Há problemas também no segmento
que traz Fernanda Montenegro como uma moradora de rua cujo neto (Eduardo
Sterblich) tenta levá-la de volta para casa. Na história, a senhora afirma que
mora na rua por apreciar a beleza do Rio de Janeiro, por adorar os ambientes e
ruas da cidade e tudo termina com os dois felizes tomando banho de cachoeira,
dando a entender que o neto aceita os argumentos e ponto de vista da avó, como
se não houvesse problema em sua condição. Obviamente não estou dizendo que um
morador de rua não pode apreciar as belezas de uma cidade, claro que pode, mas
isso não é uma justificativa aceitável para que se permita que uma idosa more
na rua ou que este conhecimento maior da cidade seja enaltecido como virtude
frente às condições pouco saudáveis sob as quais ela vive para obter este
“privilégio”. A ideia do sem-teto como alguém que aproveita e conhece a cidade
melhor do que ninguém é um romantismo ingênuo e perigoso, que muitas vezes
serve de argumento para que fechemos os olhos e ignoremos um problema social
sério, real e tacanho.
O segmento envolvendo Harvey
Keitel e um garoto também cai neste mesmo erro de romantizar a vida do
habitante de rua. Quando o garoto conta que não tem mãe ou pai e que apanha do
irmão, o olhar comovido do ator estrangeiro e sua disposição de bancar a
fantasia do garoto em falar com Jesus nos faz crer que ele o ajudará de algum
modo, que o adotará ou encontrará um lar adotivo para ele. Entretanto, toda a
ajuda se resume em dar uma bola autografada pelo Pelé ao garoto. Não que isso
em si seja um problema, ele deu um pouco de alegria ao garoto, mas apresentar
isso como uma espécie de “final feliz” é forçar a barra.
Apenas dois segmentos são
realmente dignos de nota. O primeiro é o do escultor de areia (Vincent Cassel)
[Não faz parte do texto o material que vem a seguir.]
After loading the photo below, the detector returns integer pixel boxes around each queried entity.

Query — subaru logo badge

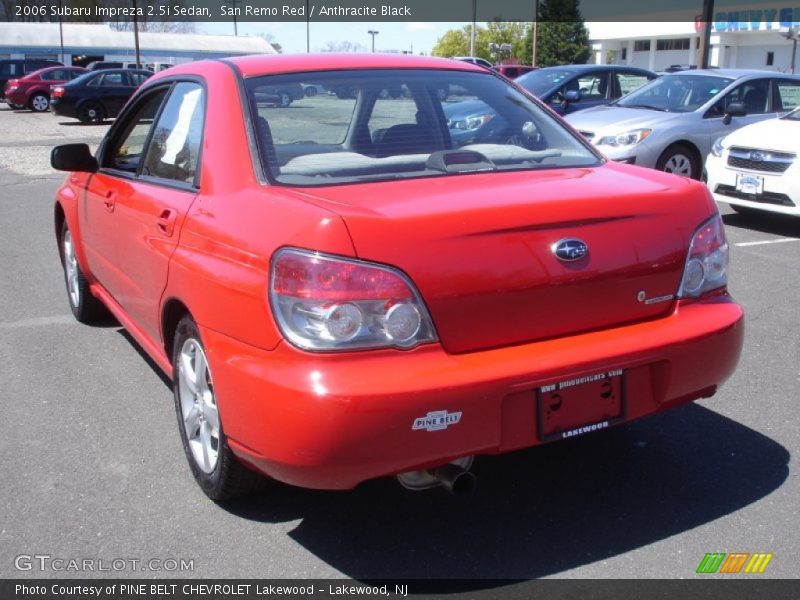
[552,238,589,262]
[749,151,765,162]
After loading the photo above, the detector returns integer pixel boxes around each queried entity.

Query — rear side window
[141,82,205,185]
[100,72,126,87]
[104,90,168,173]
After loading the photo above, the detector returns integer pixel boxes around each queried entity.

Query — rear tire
[656,144,699,179]
[172,316,268,501]
[29,93,49,112]
[60,222,107,323]
[78,102,105,123]
[278,92,292,108]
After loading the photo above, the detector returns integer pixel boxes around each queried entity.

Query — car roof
[668,68,798,79]
[24,65,85,78]
[223,53,487,78]
[535,64,654,74]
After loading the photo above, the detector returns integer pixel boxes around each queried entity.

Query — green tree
[527,0,590,66]
[432,22,531,64]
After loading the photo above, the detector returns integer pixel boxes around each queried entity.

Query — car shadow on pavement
[722,212,800,237]
[116,328,173,388]
[221,403,789,581]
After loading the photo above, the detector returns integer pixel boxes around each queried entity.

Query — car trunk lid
[289,164,713,354]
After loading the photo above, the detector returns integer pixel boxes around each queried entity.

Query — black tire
[172,316,267,501]
[60,222,107,323]
[304,86,317,97]
[29,93,49,112]
[278,92,292,108]
[656,143,700,179]
[78,101,105,124]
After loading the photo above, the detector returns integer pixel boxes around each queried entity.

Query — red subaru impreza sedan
[51,54,743,500]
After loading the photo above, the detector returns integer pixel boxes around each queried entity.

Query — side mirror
[51,144,98,173]
[563,90,581,103]
[723,102,747,125]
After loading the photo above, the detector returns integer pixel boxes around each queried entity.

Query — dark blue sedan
[515,64,658,115]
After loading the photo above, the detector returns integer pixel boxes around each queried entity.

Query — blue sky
[199,21,468,54]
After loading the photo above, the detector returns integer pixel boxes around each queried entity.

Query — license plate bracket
[735,172,764,195]
[536,369,627,442]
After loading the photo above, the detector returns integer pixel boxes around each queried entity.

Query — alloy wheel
[177,338,220,474]
[62,230,80,308]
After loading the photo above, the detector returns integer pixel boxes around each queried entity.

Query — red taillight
[678,213,729,299]
[52,86,65,98]
[270,248,436,351]
[273,251,412,301]
[6,78,19,91]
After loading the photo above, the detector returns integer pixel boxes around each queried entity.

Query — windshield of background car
[514,68,573,95]
[616,74,735,112]
[245,69,600,186]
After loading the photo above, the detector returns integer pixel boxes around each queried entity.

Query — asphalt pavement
[0,106,797,581]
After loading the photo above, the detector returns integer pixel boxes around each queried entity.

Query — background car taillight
[270,248,437,351]
[677,213,729,299]
[52,86,65,98]
[6,79,19,91]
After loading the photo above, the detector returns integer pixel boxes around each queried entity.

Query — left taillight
[270,248,437,351]
[6,79,19,91]
[677,212,729,299]
[52,86,65,98]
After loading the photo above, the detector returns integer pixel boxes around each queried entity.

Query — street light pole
[368,30,379,53]
[697,0,714,69]
[783,28,798,74]
[306,0,310,52]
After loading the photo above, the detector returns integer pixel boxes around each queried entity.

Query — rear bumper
[5,90,26,106]
[201,294,744,490]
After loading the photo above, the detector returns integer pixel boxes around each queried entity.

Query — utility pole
[531,0,539,67]
[697,0,714,69]
[132,0,141,68]
[470,0,477,57]
[58,0,64,64]
[229,0,240,36]
[368,29,379,53]
[306,0,310,52]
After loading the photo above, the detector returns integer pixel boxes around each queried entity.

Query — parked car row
[3,62,153,122]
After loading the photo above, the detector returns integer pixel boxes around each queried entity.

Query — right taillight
[270,248,437,351]
[677,213,729,299]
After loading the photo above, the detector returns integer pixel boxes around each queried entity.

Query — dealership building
[0,22,275,68]
[589,11,800,72]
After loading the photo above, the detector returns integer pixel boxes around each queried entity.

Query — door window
[570,72,610,100]
[103,89,168,174]
[141,82,205,185]
[100,72,126,87]
[714,78,771,115]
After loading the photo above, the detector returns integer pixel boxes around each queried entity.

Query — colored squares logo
[696,552,773,574]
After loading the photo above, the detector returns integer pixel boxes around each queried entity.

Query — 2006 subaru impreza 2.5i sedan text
[51,54,744,501]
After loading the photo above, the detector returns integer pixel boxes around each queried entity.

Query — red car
[50,54,743,501]
[5,66,87,111]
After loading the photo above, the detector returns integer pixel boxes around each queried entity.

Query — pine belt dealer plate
[536,369,627,442]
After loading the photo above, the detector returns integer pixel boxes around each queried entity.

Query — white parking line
[735,238,800,247]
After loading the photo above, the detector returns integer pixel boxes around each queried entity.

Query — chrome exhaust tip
[397,456,476,495]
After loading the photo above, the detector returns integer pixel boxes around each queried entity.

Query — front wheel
[172,316,267,501]
[656,144,699,179]
[60,222,107,323]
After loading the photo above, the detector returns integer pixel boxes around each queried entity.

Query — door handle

que traz um interessante jogo de música e montagem ao mesclar os passos das
pessoas que andam no calçadão com instrumentos musicais, formando uma
verdadeira sinfonia de passos e pessoas no espaço urbano. A outra é a história
estrelada (e dirigida) por John Turturro que traz uma divertida performance
musical com a atriz francesa Vanessa Paradis.
Ainda assim, esses segmentos são
muito pouco para evitar que Rio, Eu Te
Amo se revele uma coletânea rasteira, bagunçada e equivocada de histórias
que não chegam perto de fazer justiça às qualidades (e também aos problemas,
como tentaram abordar) do Rio de Janeiro.